For this purpose, ReTV developed a tool that
automatically summarises full-length videos into
short clips that convey the narrative of the entire
video. The tool is built around video analysis and
summarisation services that shorten a video into a
selection of shots that portray key moments in the
story (Apostolidis, Metsai, Adamantidou, Mezaris,
Patras, 2019). Since summarisation does not take into
account audio elements (the selected shots might be
cut in the middle of the sentence), the summarised
videos are muted.
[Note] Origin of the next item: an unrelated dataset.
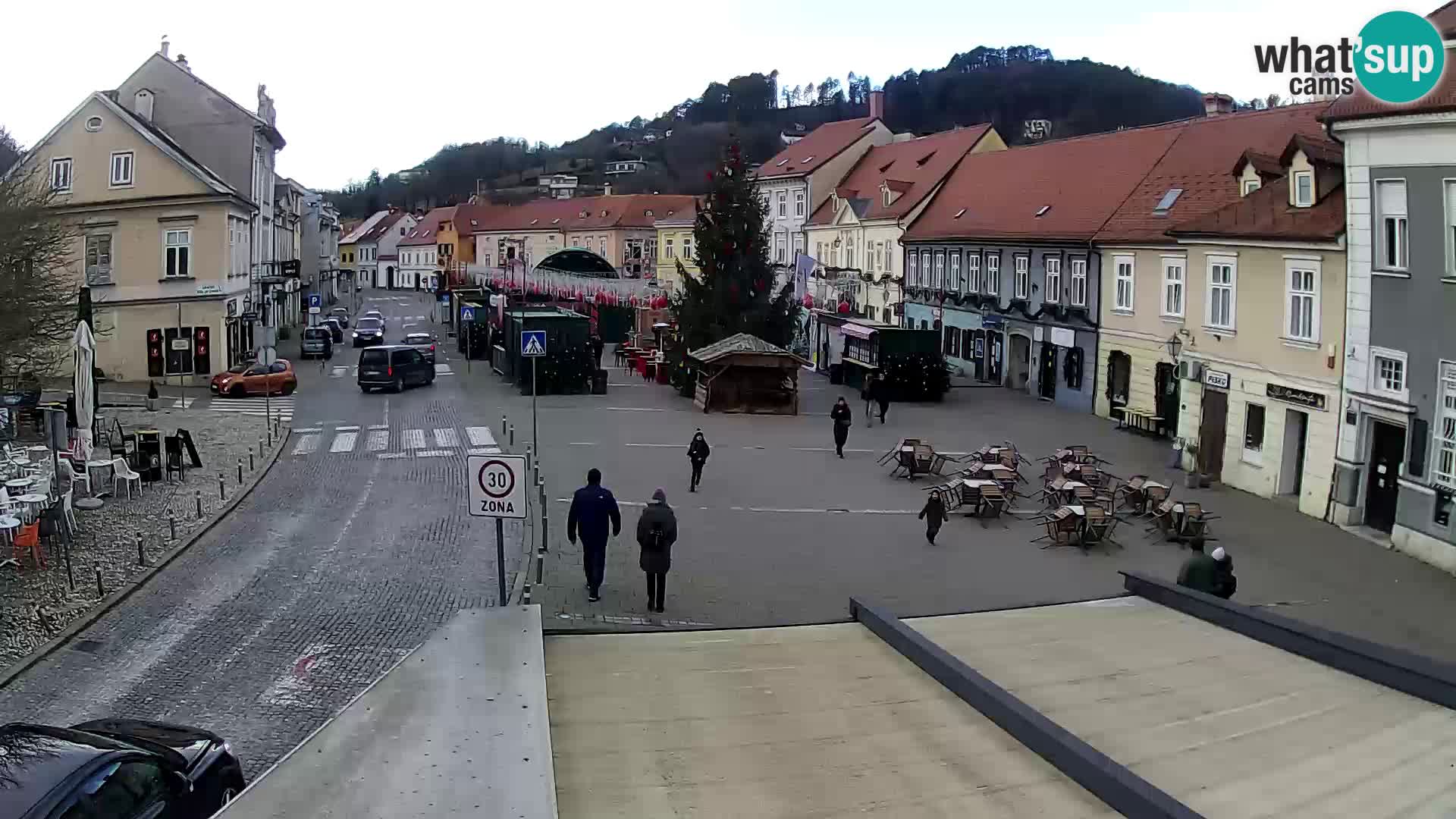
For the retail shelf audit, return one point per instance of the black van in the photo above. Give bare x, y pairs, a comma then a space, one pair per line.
394, 366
The tool also provides creative
editing functions, allowing users to add overlaying
images, text, audio or subtitle track as well as edit the
sequence of shots in the video.
To perform the first round of evaluations with
professionals from media archives and broadcasting
organisations, the tool was tested with a selected
number of archival newsreel content from the
Netherlands Institute for Sound and Vision collection
(accessible via https://openbeelden.nl/.en). All videos
were between 2-5 minutes long and were summarised
into 20-30 second clips.
Users indicated that automatic summarisation
would significantly reduce the efforts needed to
manually edit videos before publishing them online
and would encourage their organisations to share
more content on social media. The evaluation results
imply that although the summarised videos accurately
conveyed the narrative of the original video, the loss
of audio track was seen as a negative trade-off.
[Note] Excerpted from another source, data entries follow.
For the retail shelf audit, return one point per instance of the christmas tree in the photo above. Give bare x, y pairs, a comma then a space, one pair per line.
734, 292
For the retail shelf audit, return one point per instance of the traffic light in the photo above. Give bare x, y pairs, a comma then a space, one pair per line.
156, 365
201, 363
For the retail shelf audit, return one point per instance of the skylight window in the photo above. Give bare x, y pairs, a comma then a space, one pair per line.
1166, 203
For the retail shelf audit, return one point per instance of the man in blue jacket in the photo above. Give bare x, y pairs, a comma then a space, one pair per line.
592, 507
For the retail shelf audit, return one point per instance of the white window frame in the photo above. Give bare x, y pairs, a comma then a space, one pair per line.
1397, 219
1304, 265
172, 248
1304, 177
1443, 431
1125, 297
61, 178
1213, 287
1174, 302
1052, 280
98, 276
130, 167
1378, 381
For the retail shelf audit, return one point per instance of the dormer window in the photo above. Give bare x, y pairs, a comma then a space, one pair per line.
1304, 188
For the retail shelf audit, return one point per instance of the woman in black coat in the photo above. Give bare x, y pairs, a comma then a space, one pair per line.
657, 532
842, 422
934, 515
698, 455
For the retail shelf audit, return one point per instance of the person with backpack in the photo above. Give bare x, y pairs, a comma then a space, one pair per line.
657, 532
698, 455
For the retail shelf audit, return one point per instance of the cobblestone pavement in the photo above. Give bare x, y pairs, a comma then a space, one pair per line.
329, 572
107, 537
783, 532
Testers suggested that audio analysis could be
performed to provide suggestions for overlaying text
and subtitles as well as descriptions accompanying
videos. This is particularly pertinent in cases where
subtitles are not available. Testers also expressed that
they would like to manually control certain editor
parameters that would determine the outcomes of
video summarisation (e.g. adjust the length of shots
in the summary).
Our future work will focus on further adapting
video summaries to suit various content genres,
publication channels and various audiences, e.g.
creating different length summaries for different
social media platforms, making different versions of
the same video that target different audiences,
perform summarisation for multiple videos.
Additionally, ReTV will introduce additional
components for audio analysis and text editing that
would complement visual analysis services. To
further evaluate the quality of video summarisations,
ReTV will perform tests with consumers and monitor
their engagement with summarised content.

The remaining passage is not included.